Quintet Private Bank is tilting its global portfolios toward Japanese equities, betting that a combination of low valuations, currency upside, and local reform momentum will boost diversification in the second half of 2025.
The Luxembourg-based wealth manager says the move reflects its broader aim of global diversification.
“The main pillar of our strategy is global diversification. It’s always relevant. It’s more relevant than ever today,” chief investment officer Daniele Antonucci told Investment Officer, explaining the firm’s midyear outlook. “Global diversification means, at this juncture, diversifying away from the U.S. dollar and U.S. assets. And that’s where Japan and other markets come in.”
Valuation ‘compelling’
Among developed markets, Japan stands out. “Japan is the only one currently across DMs where valuations are compelling. Valuations are below the median level of the past five years,” Antonucci said. “That’s one of the pillars of our tactical strategy.”

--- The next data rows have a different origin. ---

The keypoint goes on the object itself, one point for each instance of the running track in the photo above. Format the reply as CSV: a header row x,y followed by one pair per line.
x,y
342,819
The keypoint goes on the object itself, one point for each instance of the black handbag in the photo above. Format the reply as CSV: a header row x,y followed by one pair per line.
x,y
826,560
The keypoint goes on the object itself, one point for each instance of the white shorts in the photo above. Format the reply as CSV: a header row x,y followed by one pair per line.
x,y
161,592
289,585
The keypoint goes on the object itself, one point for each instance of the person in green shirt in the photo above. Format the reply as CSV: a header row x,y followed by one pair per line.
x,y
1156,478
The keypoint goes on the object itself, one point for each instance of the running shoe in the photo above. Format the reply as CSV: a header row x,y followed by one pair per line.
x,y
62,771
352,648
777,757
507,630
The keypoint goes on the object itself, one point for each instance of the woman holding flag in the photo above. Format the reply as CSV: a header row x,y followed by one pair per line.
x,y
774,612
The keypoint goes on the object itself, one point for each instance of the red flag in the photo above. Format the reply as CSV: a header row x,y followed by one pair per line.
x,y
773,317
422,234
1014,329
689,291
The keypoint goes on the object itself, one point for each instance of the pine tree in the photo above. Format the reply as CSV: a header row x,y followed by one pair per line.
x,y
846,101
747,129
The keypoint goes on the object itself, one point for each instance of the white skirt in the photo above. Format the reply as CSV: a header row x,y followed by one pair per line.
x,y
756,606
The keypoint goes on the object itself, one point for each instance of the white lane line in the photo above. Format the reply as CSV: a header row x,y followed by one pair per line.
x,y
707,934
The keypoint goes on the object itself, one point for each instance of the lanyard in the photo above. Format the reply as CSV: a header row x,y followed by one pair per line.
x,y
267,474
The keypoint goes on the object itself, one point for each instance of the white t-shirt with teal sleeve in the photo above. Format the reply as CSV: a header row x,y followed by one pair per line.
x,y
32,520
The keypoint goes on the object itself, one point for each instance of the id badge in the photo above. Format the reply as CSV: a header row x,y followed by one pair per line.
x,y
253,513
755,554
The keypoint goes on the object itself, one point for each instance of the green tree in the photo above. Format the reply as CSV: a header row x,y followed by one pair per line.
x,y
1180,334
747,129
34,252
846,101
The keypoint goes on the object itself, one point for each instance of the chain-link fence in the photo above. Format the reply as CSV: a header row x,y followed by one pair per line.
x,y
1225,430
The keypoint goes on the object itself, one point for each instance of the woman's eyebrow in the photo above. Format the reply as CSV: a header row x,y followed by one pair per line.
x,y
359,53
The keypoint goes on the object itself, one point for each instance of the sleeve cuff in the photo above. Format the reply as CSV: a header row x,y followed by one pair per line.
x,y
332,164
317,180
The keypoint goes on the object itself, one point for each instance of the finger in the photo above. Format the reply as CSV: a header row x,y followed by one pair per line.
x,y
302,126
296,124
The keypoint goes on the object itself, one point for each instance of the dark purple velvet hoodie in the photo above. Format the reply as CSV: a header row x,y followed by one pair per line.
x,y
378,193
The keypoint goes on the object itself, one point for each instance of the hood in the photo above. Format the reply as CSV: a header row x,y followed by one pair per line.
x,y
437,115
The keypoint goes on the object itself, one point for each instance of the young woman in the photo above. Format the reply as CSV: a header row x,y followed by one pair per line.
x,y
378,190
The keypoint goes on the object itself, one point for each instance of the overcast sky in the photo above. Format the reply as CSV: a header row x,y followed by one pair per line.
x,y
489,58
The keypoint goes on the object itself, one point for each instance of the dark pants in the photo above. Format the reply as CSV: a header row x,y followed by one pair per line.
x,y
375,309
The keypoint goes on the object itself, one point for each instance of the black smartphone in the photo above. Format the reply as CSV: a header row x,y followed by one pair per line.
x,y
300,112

He also highlighted Japan’s low correlation with global equities. “Japan has quite a few idiosyncratic, country-specific drivers. We like that. It adds diversification.”
Structural reforms are beginning to pay off, he added. “Now we are seeing buybacks, for example, that are at the highest level in several years. And that’s supporting the equity market as well.”
The yen is another factor. “We are euro investors, and the yen is actually very weak—undervalued versus the dollar,” Antonucci said. “Because the Bank of Japan is the only major central bank raising interest rates, we expect the yen to appreciate from a very low level.”
“We think that it’s not a problem on the equity side, but it’s good from the currency side when you convert,” he added.
No Japanese bonds
Quintet’s Japan allocation is strictly focused on equities. “We have overweight Japanese equities, not Japanese government bonds. We have no position in Japanese government bonds whatsoever,” Antonucci said.
Low yields and currency hedging costs make JGBs unattractive. “The absolute yield of European government bonds is higher. That of U.S. Treasuries is higher as well. And then you need the currency effect… when we look at fixed income, we strip out any currency effect.”
Portfolio weighting
Japan represents a relatively small share of global equity markets, usually around 5 percent. Antonucci explained that in Quintet’s portfolios, they have increased that exposure by roughly a third to half above that benchmark level. “While it’s still smaller than our allocations to major markets like the U.S., it reflects a clear and deliberate overweight position,” he said.
The MSCI World Index, widely used as a global portfolio benchmark, still includes around 70 percent U.S. equities and approximately 10 percent European ones.
Skepticism remains
Some institutional investors remain cautious about overweighting Japan. Differing views emerged last week at the Investment Officer Portfolio Day conference in Brussels.
“Japan is hard to read. I’d say let the Japanese figure it out themselves. It’s difficult enough even for them,” said Wim Vermeir, chief investment officer at AG Insurance.
Luc Vanbriel, general manager at KBC Group, offered a more supportive view. “There are two ways to build an equity portfolio. One is based on market capitalization, and that leads you to a substantial allocation to Japan, and for good reasons, I believe. Another approach is to minimize overall volatility, and in that case too, many Japanese stocks contribute. Perhaps they offer somewhat lower upside, but diversification is crucial. And that includes Japan.”
Antonucci also sees fundamental reasons for investing in Japan. “Japan, effectively, is becoming more normal. Now you have positive inflation rather than two decades of deflation. Now you have a reasonable, if still low, but positive economic growth. Corporate earnings revisions actually are positive and now stripping the U.S.”
U.S. underweight remains
Despite trimming exposure, the U.S. remains part of Quintet’s portfolio strategy. “We are invested in U.S. equities. It’s a compelling asset class where we want to stay invested.”
Still, Antonucci warned that currency effects can erode returns. “The S&P 500 is up now, what, 2.7 percent year-to-date in dollars, but it’s down nearly 7 percent translated into euros.”
“Fixed income can be risky as well,” he added. “When you think about the risk stance, think about Treasuries. That’s supposed to be a shock absorber… but actually it hasn’t been.”
Volatility declines
Reflecting on U.S. trade tensions and political uncertainty, Antonucci noted that volatility has eased. “We have seen one of the biggest crunches in volatility in years. The U.S. equity volatility index is actually now approaching the long-term average again. So remarkable.”
Quintet nevertheless has introduced protective measures. “We have bought an instrument, a derivative instrument that appreciates when U.S. equity is full. The idea is that that would act as a risk mitigator,” Antonucci explained.